ECLI:NL:RBDHA:2019:12626

Rechtbank Den Haag

Datum uitspraak
5 juli 2019
Publicatiedatum
28 november 2019
Zaaknummer
AWB - 18 _ 6079
Instantie
Rechtbank Den Haag
Type
Uitspraak
Procedures
  • Eerste aanleg - enkelvoudig
Vindplaatsen
  • Rechtspraak.nl
AI samenvatting door LexboostAutomatisch gegenereerd

Afwijzing aanvraag machtiging tot voorlopig verblijf voor meerderjarige kinderen van referent met asielstatus

Op 5 juli 2019 heeft de Rechtbank Den Haag uitspraak gedaan in de zaak tussen twee meerderjarige kinderen, eiseres en eiser, en de staatssecretaris van Justitie en Veiligheid.
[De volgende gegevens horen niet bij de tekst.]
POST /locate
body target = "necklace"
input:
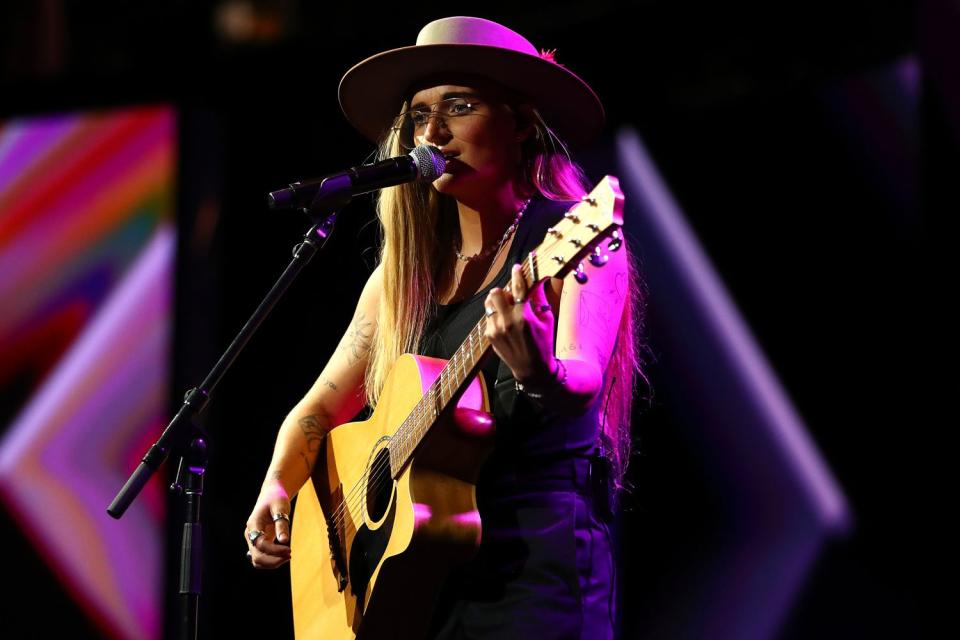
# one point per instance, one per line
(499, 245)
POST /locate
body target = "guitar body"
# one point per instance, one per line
(369, 552)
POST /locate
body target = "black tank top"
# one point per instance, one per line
(527, 436)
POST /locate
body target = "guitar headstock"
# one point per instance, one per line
(581, 231)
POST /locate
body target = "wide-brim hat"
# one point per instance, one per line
(372, 92)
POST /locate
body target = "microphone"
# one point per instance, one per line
(425, 163)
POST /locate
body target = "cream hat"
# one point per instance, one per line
(372, 92)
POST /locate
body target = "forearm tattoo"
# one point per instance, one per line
(314, 431)
(569, 348)
(358, 340)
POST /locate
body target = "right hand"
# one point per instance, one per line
(272, 549)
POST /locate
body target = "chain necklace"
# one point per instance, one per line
(499, 246)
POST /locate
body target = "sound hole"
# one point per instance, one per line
(379, 486)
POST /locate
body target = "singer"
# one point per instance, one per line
(562, 377)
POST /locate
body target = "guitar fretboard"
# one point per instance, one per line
(568, 242)
(453, 379)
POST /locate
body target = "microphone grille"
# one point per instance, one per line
(430, 162)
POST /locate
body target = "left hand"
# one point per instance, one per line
(521, 328)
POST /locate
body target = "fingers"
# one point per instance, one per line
(265, 553)
(270, 549)
(518, 284)
(281, 522)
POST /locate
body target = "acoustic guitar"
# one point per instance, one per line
(391, 504)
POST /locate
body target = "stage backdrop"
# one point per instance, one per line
(86, 272)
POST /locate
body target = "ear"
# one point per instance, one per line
(525, 120)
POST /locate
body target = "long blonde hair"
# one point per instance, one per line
(419, 225)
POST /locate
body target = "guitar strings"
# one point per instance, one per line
(355, 499)
(357, 495)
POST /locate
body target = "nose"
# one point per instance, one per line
(436, 129)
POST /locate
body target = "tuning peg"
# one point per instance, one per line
(580, 275)
(615, 241)
(598, 259)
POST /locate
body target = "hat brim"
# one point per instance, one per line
(372, 91)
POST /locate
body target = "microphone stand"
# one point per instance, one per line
(185, 438)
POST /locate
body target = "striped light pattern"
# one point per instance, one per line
(86, 267)
(782, 503)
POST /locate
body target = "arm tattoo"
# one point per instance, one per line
(359, 336)
(314, 431)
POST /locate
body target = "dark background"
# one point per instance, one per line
(829, 252)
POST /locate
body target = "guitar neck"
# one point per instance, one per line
(445, 391)
(598, 215)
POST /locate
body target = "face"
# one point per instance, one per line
(482, 144)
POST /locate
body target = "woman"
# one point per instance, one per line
(565, 355)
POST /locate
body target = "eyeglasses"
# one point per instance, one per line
(411, 124)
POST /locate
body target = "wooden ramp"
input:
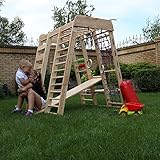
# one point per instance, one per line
(79, 88)
(73, 92)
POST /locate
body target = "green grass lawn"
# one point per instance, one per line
(83, 133)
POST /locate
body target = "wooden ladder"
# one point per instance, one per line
(42, 55)
(87, 95)
(61, 70)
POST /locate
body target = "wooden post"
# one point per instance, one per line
(157, 50)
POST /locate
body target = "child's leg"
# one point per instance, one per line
(33, 100)
(18, 107)
(20, 100)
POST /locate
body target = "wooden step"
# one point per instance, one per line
(59, 70)
(57, 84)
(62, 56)
(63, 49)
(65, 35)
(38, 66)
(42, 47)
(91, 100)
(111, 70)
(40, 57)
(58, 77)
(64, 42)
(56, 91)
De zaak betreft de afwijzing van hun aanvraag voor een machtiging tot voorlopig verblijf (mvv) in het kader van nareis naar Nederland, waar hun vader, referent, asielstatus heeft. De aanvraag werd afgewezen omdat de feitelijke gezinsband tussen de kinderen en hun vader volgens de staatssecretaris verbroken was voordat hij naar Nederland reisde. De rechtbank heeft vastgesteld dat de kinderen, beiden met de Syrische nationaliteit, niet voldeden aan de voorwaarden voor gezinshereniging zoals vastgelegd in de Vreemdelingenwet 2000.
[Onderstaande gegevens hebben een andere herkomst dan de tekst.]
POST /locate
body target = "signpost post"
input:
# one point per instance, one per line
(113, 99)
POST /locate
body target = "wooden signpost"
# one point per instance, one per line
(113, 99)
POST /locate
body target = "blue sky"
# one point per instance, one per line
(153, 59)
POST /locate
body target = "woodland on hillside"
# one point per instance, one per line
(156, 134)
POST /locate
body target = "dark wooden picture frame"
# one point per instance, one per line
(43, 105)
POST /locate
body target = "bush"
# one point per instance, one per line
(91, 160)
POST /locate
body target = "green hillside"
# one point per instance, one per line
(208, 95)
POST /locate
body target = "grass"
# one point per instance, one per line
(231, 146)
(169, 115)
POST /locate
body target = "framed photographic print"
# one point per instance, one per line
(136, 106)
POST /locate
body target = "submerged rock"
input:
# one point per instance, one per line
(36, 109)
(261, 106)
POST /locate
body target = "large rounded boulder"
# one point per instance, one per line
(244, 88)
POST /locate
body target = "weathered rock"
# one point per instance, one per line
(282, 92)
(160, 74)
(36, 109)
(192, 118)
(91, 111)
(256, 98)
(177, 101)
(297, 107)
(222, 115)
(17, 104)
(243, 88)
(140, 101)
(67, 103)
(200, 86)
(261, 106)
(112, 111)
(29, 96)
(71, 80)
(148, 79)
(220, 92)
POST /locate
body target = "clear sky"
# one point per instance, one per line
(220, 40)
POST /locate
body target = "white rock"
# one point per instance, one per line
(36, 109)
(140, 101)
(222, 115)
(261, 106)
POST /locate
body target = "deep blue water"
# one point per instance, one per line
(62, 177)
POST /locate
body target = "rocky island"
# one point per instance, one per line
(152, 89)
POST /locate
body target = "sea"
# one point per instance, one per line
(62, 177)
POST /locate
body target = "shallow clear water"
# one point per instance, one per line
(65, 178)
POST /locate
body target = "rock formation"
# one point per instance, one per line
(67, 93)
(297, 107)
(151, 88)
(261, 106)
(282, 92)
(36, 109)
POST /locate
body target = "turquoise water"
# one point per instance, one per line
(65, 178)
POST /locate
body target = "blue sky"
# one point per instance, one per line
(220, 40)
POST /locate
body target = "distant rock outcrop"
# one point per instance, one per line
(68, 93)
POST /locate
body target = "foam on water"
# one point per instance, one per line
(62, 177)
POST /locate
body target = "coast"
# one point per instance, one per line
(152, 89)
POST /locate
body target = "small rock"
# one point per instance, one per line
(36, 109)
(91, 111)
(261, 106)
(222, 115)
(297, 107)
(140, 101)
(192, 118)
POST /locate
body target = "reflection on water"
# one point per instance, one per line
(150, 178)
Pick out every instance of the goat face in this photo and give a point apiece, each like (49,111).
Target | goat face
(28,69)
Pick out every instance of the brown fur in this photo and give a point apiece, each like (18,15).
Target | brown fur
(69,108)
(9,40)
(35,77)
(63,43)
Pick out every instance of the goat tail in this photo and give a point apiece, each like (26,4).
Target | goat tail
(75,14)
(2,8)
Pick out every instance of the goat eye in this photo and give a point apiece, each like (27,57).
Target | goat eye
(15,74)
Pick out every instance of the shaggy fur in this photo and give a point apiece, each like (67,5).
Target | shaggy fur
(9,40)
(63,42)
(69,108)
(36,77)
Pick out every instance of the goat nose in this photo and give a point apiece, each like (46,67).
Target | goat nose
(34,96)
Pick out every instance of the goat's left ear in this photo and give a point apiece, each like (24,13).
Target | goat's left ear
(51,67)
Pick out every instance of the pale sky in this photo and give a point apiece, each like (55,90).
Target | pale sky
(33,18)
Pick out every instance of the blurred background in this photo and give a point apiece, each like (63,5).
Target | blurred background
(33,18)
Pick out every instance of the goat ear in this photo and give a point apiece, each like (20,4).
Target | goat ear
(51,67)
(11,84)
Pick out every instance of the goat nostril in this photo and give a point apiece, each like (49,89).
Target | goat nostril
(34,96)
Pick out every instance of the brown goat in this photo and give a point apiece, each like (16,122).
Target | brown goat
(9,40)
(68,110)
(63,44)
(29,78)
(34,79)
De rechtbank overwoog dat de eisers niet konden aantonen dat de feitelijke gezinsband met hun vader niet verbroken was. Eiseres had in 2009 een huwelijk gesloten en was in 2010 gescheiden, waarna zij bij haar ouders ging wonen vanwege haar handicap. Eiser, de andere eiser, had inconsistent verklaard over zijn economische situatie in Brazilië. De rechtbank concludeerde dat de staatssecretaris terecht had geoordeeld dat de feitelijke gezinsband verbroken was, en dat de aanvraag om een mvv terecht was afgewezen. De rechtbank verklaarde het beroep ongegrond en er was geen aanleiding voor een proceskostenveroordeling.
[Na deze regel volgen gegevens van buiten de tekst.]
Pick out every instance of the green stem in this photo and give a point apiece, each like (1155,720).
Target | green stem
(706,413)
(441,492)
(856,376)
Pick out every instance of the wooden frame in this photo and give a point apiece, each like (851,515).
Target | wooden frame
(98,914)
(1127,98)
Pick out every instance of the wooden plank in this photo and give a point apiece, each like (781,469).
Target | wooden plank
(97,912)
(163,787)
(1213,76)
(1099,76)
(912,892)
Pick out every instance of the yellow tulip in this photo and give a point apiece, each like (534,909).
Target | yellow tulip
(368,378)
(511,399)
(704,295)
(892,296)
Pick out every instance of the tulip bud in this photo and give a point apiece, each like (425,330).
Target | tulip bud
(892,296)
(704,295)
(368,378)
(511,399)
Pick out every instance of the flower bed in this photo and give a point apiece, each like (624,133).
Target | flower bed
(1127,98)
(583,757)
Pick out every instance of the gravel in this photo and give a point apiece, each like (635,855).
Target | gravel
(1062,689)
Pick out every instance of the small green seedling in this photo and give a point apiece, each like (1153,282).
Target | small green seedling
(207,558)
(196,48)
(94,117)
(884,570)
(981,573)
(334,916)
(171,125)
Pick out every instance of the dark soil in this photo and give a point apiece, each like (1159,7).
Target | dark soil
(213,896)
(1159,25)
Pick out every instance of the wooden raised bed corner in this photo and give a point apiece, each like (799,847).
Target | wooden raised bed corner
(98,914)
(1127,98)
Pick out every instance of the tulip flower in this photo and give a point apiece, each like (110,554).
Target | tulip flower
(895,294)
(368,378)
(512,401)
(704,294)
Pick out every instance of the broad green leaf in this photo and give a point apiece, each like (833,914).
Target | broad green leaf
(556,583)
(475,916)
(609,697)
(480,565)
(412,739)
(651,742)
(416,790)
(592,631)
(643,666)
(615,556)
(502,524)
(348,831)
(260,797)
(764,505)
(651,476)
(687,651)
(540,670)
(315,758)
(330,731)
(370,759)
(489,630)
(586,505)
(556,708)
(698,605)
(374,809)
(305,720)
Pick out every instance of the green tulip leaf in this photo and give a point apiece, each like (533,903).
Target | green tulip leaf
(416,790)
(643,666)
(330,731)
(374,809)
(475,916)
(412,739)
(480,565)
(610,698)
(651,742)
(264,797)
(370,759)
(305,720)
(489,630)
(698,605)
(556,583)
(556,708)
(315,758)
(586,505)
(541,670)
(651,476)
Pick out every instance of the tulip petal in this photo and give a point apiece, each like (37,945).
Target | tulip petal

De uitspraak benadrukt de noodzaak voor eisers om met consistente en plausibele verklaringen te komen om aan te tonen dat de gezinsband niet verbroken is, en dat de bewijslast bij hen ligt. De rechtbank heeft ook aangegeven dat de beoordeling van de gezinsband moet plaatsvinden op basis van de situatie ten tijde van de aanvraag en de omstandigheden van het vertrek van de referent uit zijn land van herkomst.

Uitspraak

RECHTBANK DEN HAAG

Bestuursrecht
zaaknummer: AWB 18/6079

uitspraak van de enkelvoudige kamer van 5 juli 2019 in de zaak tussen

[eiseres] , eiseres, v-nummer [v-nummer]

en

[eiser ] , eiser, v-nummer [v-nummer]

samen te noemen: eisers
(gemachtigde: mr. H. Yousef),
en

de staatssecretaris van Justitie en Veiligheid, verweerder

Procesverloop

Bij besluit van 5 juli 2017 (het primaire besluit) heeft verweerder de ten behoeve van eisers ingediende aanvraag voor een machtiging tot voorlopig verblijf (mvv) in het kader van nareis voor verblijf bij hun vader, [A] (referent), afgewezen.
Bij besluit van 20 juli 2018 (het bestreden besluit) heeft verweerder het bezwaar van eisers ongegrond verklaard.
Eisers hebben tegen het bestreden besluit beroep ingesteld.
Verweerder heeft een verweerschrift ingediend.
Het onderzoek ter zitting heeft plaatsgevonden op 23 mei 2019. Eisers hebben zich laten vertegenwoordiger door hun gemachtigde. Referent is verschenen. Verweerder is, met bericht van verhindering, niet verschenen.

Overwegingen

1. Eiseres is geboren op [geboortedatum] 1979 en eiser op [geboortedatum] 1991. Beiden hebben de Syrische nationaliteit en zijn de meerderjarige kinderen van referent. Aan referent is per 18 september 2016 een verblijfsvergunning asiel voor bepaalde tijd verleend. Referent heeft op 25 oktober 2016 de onderhavige aanvraag ingediend voor eisers.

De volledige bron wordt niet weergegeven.